93.      Esta questão suscita, em substância, a questão de saber se as disposições do Tratado sobre a livre circulação, e em especial o princípio de não discriminação, obrigam a que os Estados‑Membros estendam os benefícios concedidos aos residentes num Estado‑Membro ao abrigo de uma convenção preventiva da dupla tributação aos residentes noutros Estados‑Membros: quer dizer, se um Estado na posição do Reino Unido tem o dever de estender o tratamento da «nação mais favorecida» aos residentes noutros Estados‑Membros.

94.      Esta questão foi examinada recentemente pelo Tribunal de Justiça no seu acórdão no processo D (89).
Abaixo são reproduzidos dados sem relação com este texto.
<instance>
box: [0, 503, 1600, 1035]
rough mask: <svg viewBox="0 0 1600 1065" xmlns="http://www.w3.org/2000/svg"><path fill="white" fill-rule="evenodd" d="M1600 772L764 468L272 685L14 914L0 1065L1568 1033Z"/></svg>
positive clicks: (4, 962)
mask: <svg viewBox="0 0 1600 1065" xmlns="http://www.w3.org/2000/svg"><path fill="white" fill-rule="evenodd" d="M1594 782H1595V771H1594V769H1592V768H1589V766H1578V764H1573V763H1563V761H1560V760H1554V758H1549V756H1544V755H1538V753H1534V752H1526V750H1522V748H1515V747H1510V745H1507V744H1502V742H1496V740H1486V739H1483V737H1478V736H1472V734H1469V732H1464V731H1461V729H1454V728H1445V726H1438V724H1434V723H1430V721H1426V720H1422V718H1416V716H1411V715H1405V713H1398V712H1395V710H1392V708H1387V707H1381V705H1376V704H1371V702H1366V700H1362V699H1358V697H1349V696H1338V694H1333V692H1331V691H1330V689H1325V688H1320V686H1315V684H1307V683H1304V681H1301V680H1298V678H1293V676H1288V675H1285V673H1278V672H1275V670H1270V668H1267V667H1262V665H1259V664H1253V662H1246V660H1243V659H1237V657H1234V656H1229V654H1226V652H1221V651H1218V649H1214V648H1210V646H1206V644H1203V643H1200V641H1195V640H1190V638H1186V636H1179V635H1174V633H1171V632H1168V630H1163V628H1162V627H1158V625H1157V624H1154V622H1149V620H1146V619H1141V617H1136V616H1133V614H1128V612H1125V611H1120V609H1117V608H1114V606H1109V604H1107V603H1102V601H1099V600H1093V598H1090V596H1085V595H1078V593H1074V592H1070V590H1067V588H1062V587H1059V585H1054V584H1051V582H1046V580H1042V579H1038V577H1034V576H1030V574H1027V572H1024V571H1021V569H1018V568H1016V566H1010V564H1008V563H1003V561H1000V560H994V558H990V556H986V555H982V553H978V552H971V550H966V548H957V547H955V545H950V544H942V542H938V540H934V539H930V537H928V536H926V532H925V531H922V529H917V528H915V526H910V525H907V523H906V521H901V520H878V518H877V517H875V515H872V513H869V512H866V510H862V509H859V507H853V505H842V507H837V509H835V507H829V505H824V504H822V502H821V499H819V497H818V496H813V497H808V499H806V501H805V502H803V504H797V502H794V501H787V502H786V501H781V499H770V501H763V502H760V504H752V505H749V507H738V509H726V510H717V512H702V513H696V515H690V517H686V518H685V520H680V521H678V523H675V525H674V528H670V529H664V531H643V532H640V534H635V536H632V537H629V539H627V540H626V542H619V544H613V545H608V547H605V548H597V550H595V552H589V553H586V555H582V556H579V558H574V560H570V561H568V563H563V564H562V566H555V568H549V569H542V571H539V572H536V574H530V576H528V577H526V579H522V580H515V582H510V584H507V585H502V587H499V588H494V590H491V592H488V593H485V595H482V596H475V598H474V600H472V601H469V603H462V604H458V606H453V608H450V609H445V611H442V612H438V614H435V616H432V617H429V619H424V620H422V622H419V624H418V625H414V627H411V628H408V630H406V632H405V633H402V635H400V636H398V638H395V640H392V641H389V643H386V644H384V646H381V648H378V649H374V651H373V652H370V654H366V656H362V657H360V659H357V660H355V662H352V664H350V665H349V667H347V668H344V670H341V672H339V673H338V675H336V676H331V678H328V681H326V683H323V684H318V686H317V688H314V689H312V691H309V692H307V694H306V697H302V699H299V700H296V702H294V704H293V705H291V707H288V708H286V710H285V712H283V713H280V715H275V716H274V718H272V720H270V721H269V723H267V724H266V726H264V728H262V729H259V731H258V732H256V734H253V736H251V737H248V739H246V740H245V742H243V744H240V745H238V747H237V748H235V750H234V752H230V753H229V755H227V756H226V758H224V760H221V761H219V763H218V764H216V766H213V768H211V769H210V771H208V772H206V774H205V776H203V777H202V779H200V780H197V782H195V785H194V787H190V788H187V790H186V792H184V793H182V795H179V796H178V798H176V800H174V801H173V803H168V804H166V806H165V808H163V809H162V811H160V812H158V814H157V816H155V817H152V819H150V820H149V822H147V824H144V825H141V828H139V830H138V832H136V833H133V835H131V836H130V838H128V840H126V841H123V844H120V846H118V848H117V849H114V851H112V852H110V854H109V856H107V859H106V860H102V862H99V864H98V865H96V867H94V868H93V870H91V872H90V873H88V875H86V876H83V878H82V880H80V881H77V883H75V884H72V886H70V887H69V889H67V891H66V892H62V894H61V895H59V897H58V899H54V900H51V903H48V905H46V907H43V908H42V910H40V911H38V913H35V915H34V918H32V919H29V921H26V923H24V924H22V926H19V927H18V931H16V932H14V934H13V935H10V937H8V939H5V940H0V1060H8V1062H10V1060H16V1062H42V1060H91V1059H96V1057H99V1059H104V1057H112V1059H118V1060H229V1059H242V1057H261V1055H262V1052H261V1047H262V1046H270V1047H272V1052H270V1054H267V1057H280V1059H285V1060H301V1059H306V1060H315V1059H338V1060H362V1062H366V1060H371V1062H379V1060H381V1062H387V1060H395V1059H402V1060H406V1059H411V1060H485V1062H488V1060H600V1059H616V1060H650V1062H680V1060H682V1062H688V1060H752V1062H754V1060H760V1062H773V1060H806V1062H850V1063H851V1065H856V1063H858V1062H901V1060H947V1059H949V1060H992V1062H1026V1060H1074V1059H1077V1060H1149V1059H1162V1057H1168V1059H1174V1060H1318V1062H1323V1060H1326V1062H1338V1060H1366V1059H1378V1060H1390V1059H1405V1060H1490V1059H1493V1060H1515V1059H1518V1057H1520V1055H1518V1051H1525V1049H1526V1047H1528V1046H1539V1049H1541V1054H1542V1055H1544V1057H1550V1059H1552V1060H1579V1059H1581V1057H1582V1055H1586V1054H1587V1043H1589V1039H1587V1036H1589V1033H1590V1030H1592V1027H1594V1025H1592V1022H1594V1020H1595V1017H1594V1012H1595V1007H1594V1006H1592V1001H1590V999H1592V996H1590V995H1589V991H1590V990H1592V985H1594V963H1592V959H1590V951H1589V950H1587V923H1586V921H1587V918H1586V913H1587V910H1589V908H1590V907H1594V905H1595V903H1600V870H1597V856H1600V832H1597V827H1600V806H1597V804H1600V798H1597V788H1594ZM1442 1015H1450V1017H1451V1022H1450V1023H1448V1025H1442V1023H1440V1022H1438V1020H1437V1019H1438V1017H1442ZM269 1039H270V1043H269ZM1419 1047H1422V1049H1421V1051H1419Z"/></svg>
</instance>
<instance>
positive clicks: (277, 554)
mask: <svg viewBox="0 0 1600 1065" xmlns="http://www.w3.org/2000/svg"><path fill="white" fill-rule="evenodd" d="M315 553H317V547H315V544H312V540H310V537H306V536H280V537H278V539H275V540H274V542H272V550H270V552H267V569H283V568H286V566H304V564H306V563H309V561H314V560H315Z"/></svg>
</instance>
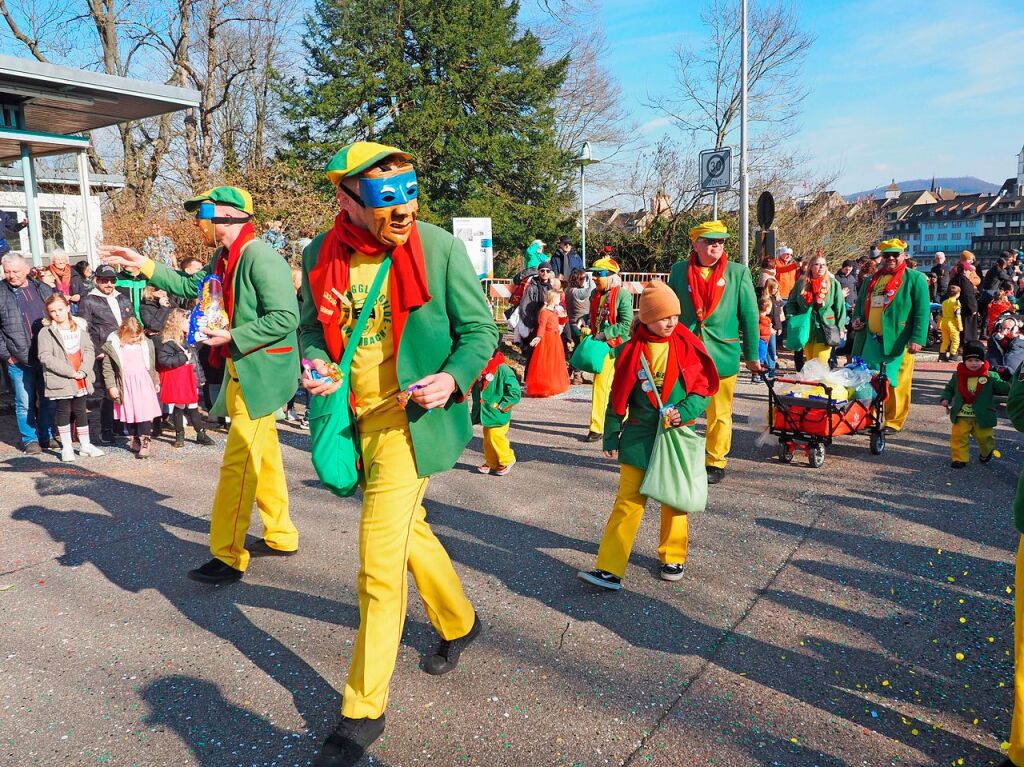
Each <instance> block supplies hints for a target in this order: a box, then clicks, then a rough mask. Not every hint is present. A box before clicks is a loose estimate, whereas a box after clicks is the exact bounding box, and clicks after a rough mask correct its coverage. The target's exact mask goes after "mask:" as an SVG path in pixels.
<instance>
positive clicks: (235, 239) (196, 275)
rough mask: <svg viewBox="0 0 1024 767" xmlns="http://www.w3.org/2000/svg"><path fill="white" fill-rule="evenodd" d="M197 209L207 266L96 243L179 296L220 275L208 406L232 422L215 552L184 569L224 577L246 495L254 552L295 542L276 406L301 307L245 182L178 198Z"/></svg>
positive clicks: (214, 333) (223, 467)
mask: <svg viewBox="0 0 1024 767" xmlns="http://www.w3.org/2000/svg"><path fill="white" fill-rule="evenodd" d="M184 208H185V210H186V211H188V212H196V213H197V219H196V223H197V226H198V227H199V228H200V230H201V231H202V233H203V240H204V242H205V243H206V244H207V245H208V246H210V247H214V246H217V251H216V253H214V255H213V258H212V259H211V260H210V263H209V264H208V265H207V266H206V268H204V269H201V270H200V271H198V272H196V273H195V274H190V275H189V274H185V273H183V272H179V271H172V270H171V269H169V268H167V266H165V265H164V264H161V263H157V262H155V261H153V260H152V259H150V258H146V257H145V256H143V255H140V254H139V253H136V252H135V251H133V250H130V249H128V248H122V247H118V246H104V247H102V248H100V254H101V255H102V257H103V261H104V262H106V263H109V264H112V265H121V266H134V267H136V268H138V269H140V271H141V273H142V274H143V275H144V276H145V278H146V279H147V280H148V281H150V283H151V284H152V285H155V286H156V287H158V288H160V289H161V290H166V291H167V292H168V293H172V294H174V295H176V296H181V297H182V298H196V297H197V296H198V295H199V293H200V289H201V286H202V284H203V281H204V280H205V279H206V278H207V276H209V275H211V274H216V275H218V276H220V278H221V280H222V284H223V294H224V302H225V307H224V308H225V310H226V312H227V316H228V321H229V322H228V327H227V328H226V329H222V330H214V329H212V328H210V329H208V330H207V331H206V334H207V336H208V339H207V340H206V341H205V342H204V343H206V344H207V345H208V346H210V347H212V348H211V360H214V361H215V364H219V365H223V366H224V367H225V369H226V370H225V375H224V382H225V385H224V386H222V387H221V389H220V396H218V397H217V401H216V402H214V406H213V408H212V409H211V410H210V415H211V416H220V417H225V416H226V417H229V418H230V419H231V428H230V431H228V433H227V445H226V446H225V449H224V460H223V463H222V464H221V467H220V480H219V481H218V483H217V492H216V494H215V496H214V499H213V512H212V514H211V516H210V551H211V553H212V554H213V559H211V560H210V561H209V562H207V563H206V564H204V565H203V566H202V567H198V568H197V569H194V570H191V571H190V572H189V573H188V577H189V578H190V579H193V580H194V581H200V582H203V583H210V584H221V583H231V582H233V581H238V580H239V579H241V578H242V576H243V573H244V572H245V570H246V567H247V566H248V565H249V557H250V551H249V550H247V549H246V545H245V543H246V532H247V531H248V529H249V520H250V518H251V517H252V509H253V503H254V502H255V504H256V506H257V507H258V508H259V512H260V517H261V518H262V520H263V528H264V532H263V540H261V541H259V542H257V544H255V545H254V546H253V547H252V552H253V553H259V554H266V555H280V556H287V555H289V554H293V553H295V551H296V550H297V549H298V546H299V534H298V530H296V529H295V525H294V524H292V520H291V517H290V516H289V513H288V484H287V482H286V481H285V465H284V462H283V461H282V457H281V443H280V442H279V441H278V429H276V426H275V425H274V414H275V413H276V412H278V411H280V410H281V408H282V407H283V406H284V404H285V403H286V402H288V400H289V399H290V398H291V397H292V396H293V395H294V394H295V384H296V380H297V377H298V372H299V355H298V343H297V339H296V335H295V330H296V328H297V327H298V324H299V307H298V302H297V301H296V298H295V291H294V290H293V289H292V273H291V270H290V268H289V266H288V264H287V263H286V262H285V261H284V260H282V258H281V256H279V255H278V253H276V252H275V251H274V250H273V249H272V248H271V247H270V246H268V245H267V244H266V243H264V242H263V241H262V240H260V239H259V238H258V237H256V232H255V230H254V229H253V225H252V222H251V220H250V219H251V217H252V214H253V204H252V198H251V197H250V195H249V193H248V191H246V190H245V189H240V188H236V187H233V186H217V187H215V188H212V189H209V190H208V191H205V193H203V194H202V195H199V196H198V197H194V198H193V199H191V200H188V201H186V202H185V204H184Z"/></svg>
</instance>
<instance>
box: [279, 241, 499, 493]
mask: <svg viewBox="0 0 1024 767" xmlns="http://www.w3.org/2000/svg"><path fill="white" fill-rule="evenodd" d="M417 227H418V228H419V231H420V242H421V243H422V244H423V256H424V260H425V262H426V268H427V289H428V291H429V293H430V300H429V301H427V302H426V303H425V304H423V306H420V307H418V308H415V309H413V310H412V311H411V312H410V313H409V319H408V321H407V322H406V328H404V330H403V331H402V334H401V339H400V341H399V346H398V348H397V349H395V353H396V355H397V357H398V370H397V373H398V385H399V386H400V387H401V388H402V389H406V388H408V387H409V386H410V385H411V384H413V383H415V382H417V381H419V380H420V379H421V378H424V377H426V376H430V375H433V374H435V373H449V374H450V375H451V376H452V377H453V378H454V379H455V383H456V387H457V388H458V391H460V392H464V393H468V392H469V390H470V387H471V386H472V385H473V382H474V381H475V380H476V379H477V378H478V377H479V375H480V371H482V370H483V369H484V367H485V366H486V364H487V360H488V359H490V355H492V354H494V352H495V349H496V348H497V346H498V328H497V326H496V325H495V321H494V318H493V317H492V316H490V311H489V310H488V308H487V303H486V301H485V300H484V298H483V290H482V289H481V288H480V281H479V279H478V278H477V276H476V271H475V270H474V269H473V265H472V264H471V263H470V261H469V256H468V255H467V254H466V246H465V245H464V244H463V242H462V241H461V240H457V239H456V238H454V237H453V236H452V235H450V233H449V232H446V231H444V229H441V228H439V227H437V226H433V225H432V224H429V223H423V222H418V223H417ZM323 242H324V235H319V236H317V237H316V239H315V240H313V241H312V242H311V243H310V244H309V245H307V246H306V248H305V250H303V251H302V317H301V321H300V323H299V341H300V343H301V345H302V353H303V355H304V356H306V357H308V358H310V359H324V360H327V359H330V356H329V355H328V353H327V344H326V343H325V341H324V326H322V325H321V322H319V318H318V317H317V316H316V301H315V300H314V298H313V295H312V291H311V290H310V287H309V272H310V271H311V270H312V269H313V268H315V266H316V263H317V262H318V261H319V249H321V245H322V244H323ZM278 260H279V261H280V260H282V259H281V256H278ZM289 285H291V282H289ZM335 361H337V360H335ZM406 416H407V418H408V419H409V430H410V433H411V434H412V437H413V452H414V453H415V455H416V469H417V473H418V474H419V475H420V476H421V477H426V476H430V475H431V474H436V473H437V472H440V471H447V470H449V469H451V468H452V467H453V466H455V463H456V461H458V460H459V456H461V455H462V452H463V450H465V448H466V445H467V444H468V443H469V440H470V438H472V436H473V426H472V424H471V423H470V420H469V408H468V407H467V404H466V402H465V401H461V397H460V396H459V395H458V392H457V394H456V395H454V396H453V397H452V399H450V400H449V403H447V404H446V406H444V407H443V408H435V409H433V410H430V411H425V410H423V409H422V408H420V407H419V406H418V404H416V402H412V401H411V402H410V403H409V407H408V408H407V409H406Z"/></svg>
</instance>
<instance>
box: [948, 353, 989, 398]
mask: <svg viewBox="0 0 1024 767" xmlns="http://www.w3.org/2000/svg"><path fill="white" fill-rule="evenodd" d="M987 375H988V363H985V364H984V365H983V366H981V367H980V368H979V369H978V370H976V371H970V370H968V368H967V366H966V365H964V363H961V364H959V365H957V366H956V390H957V391H959V393H961V396H962V397H963V398H964V402H965V403H967V404H974V400H975V399H977V398H978V392H980V391H981V387H982V386H984V385H985V384H986V383H987V382H988V380H987V378H986V376H987ZM969 378H977V379H980V380H979V381H978V385H977V386H976V387H975V389H974V391H973V392H972V391H971V390H970V389H969V388H968V387H967V382H968V379H969Z"/></svg>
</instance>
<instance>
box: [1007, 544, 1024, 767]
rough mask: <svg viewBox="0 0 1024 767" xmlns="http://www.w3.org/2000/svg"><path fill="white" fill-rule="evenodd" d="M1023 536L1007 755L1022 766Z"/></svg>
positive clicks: (1014, 594) (1017, 551)
mask: <svg viewBox="0 0 1024 767" xmlns="http://www.w3.org/2000/svg"><path fill="white" fill-rule="evenodd" d="M1022 595H1024V536H1021V540H1020V543H1019V544H1018V546H1017V573H1016V576H1015V577H1014V715H1013V719H1012V720H1011V723H1010V751H1009V753H1008V754H1007V756H1009V757H1010V761H1011V762H1013V763H1014V764H1016V765H1020V766H1021V767H1024V596H1022Z"/></svg>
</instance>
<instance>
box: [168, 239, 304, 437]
mask: <svg viewBox="0 0 1024 767" xmlns="http://www.w3.org/2000/svg"><path fill="white" fill-rule="evenodd" d="M226 252H227V251H226V249H224V248H218V249H217V252H216V253H215V254H214V256H213V258H212V259H210V263H209V264H208V265H207V267H206V268H205V269H202V270H201V271H198V272H196V273H195V274H191V275H189V274H185V273H184V272H181V271H172V270H171V269H169V268H167V267H166V266H165V265H164V264H162V263H156V262H154V266H155V268H154V272H153V276H152V278H150V282H151V283H152V284H153V285H155V286H156V287H158V288H160V289H161V290H166V291H167V292H168V293H172V294H174V295H175V296H181V297H182V298H197V297H198V295H199V286H200V283H202V282H203V280H204V279H205V278H206V276H207V274H212V273H213V272H214V270H215V268H216V264H217V259H219V258H221V257H222V255H224V254H226ZM233 295H234V310H233V312H232V314H231V342H230V344H228V353H229V354H230V356H231V360H232V361H233V363H234V370H236V372H237V373H238V374H239V385H240V386H241V387H242V396H243V398H244V399H245V402H246V410H247V411H248V413H249V417H250V418H253V419H255V418H263V417H264V416H269V415H270V414H271V413H273V412H274V411H276V410H280V409H281V408H283V407H284V406H285V404H286V403H287V402H288V400H289V399H291V398H292V397H293V396H295V389H296V388H297V385H298V378H299V345H298V340H297V338H296V335H295V329H296V328H297V327H298V324H299V306H298V301H297V300H296V298H295V290H294V289H293V288H292V269H291V267H290V266H289V265H288V262H287V261H285V259H284V258H282V257H281V255H279V253H278V252H276V251H275V250H274V249H273V248H271V247H270V246H269V245H267V244H266V243H264V242H263V241H262V240H259V239H255V240H252V241H251V242H249V243H248V244H247V245H246V247H245V248H243V250H242V255H241V256H240V257H239V263H238V265H237V266H236V267H234V286H233ZM224 375H227V372H226V371H225V372H224ZM226 391H227V387H226V386H221V387H220V395H219V396H218V397H217V401H216V402H214V404H213V408H211V409H210V415H211V416H215V417H216V416H220V417H224V416H226V415H227V408H226V406H225V403H224V399H225V394H226Z"/></svg>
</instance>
Este processo dizia respeito a um residente na Alemanha – D – que tinha 10% do seu património em bens imobiliários situados nos Países Baixos. Os Países Baixos sujeitaram estes 10% ao imposto sobre a fortuna, mas recusaram conceder a D os abatimentos a que os residentes neerlandeses tinham direito, bem como os residentes belgas nos termos da convenção preventiva da dupla tributação celebrada entre a Bélgica e os Países Baixos. D sustentou, designadamente, que o facto de os Países Baixos tratarem a este respeito os residentes belgas e os cidadãos alemães de modo diferente correspondia a uma discriminação ilícita e contrária ao artigo 56.° CE, e que, por esta razão, os Países Baixos deviam conceder‑lhe abatimentos semelhantes. Para rejeitar este argumento, o Tribunal de Justiça considerou que a situação dos não residentes abrangidos por uma convenção preventiva da dupla tributação não é comparável à situação dos que não são abrangidos por uma convenção preventiva da dupla tributação. Assim, não existe qualquer discriminação entre estes dois grupos de contribuintes. Para chegar a esta conclusão, o Tribunal de Justiça fez três observações principais. Em primeiro lugar, a convenção belgo‑neerlandesa preventiva da dupla tributação representava uma repartição da competência fiscal entre estes dois Estados‑Membros (90). Em segundo lugar, «[o] facto de esses direitos e obrigações recíprocos apenas se aplicarem a pessoas residentes num dos dois Estados‑Membros contratantes é uma consequência inerente às convenções bilaterais preventivas da dupla tributação». Em terceiro lugar, uma regra recíproca, como a da disposição dos Países Baixos que concedia abatimentos ao imposto sobre a fortuna aos residentes belgas, «não pode ser considerada uma vantagem destacável do resto da convenção [belgo‑neerlandesa], sendo parte integrante e contribuindo para o seu equilíbrio geral».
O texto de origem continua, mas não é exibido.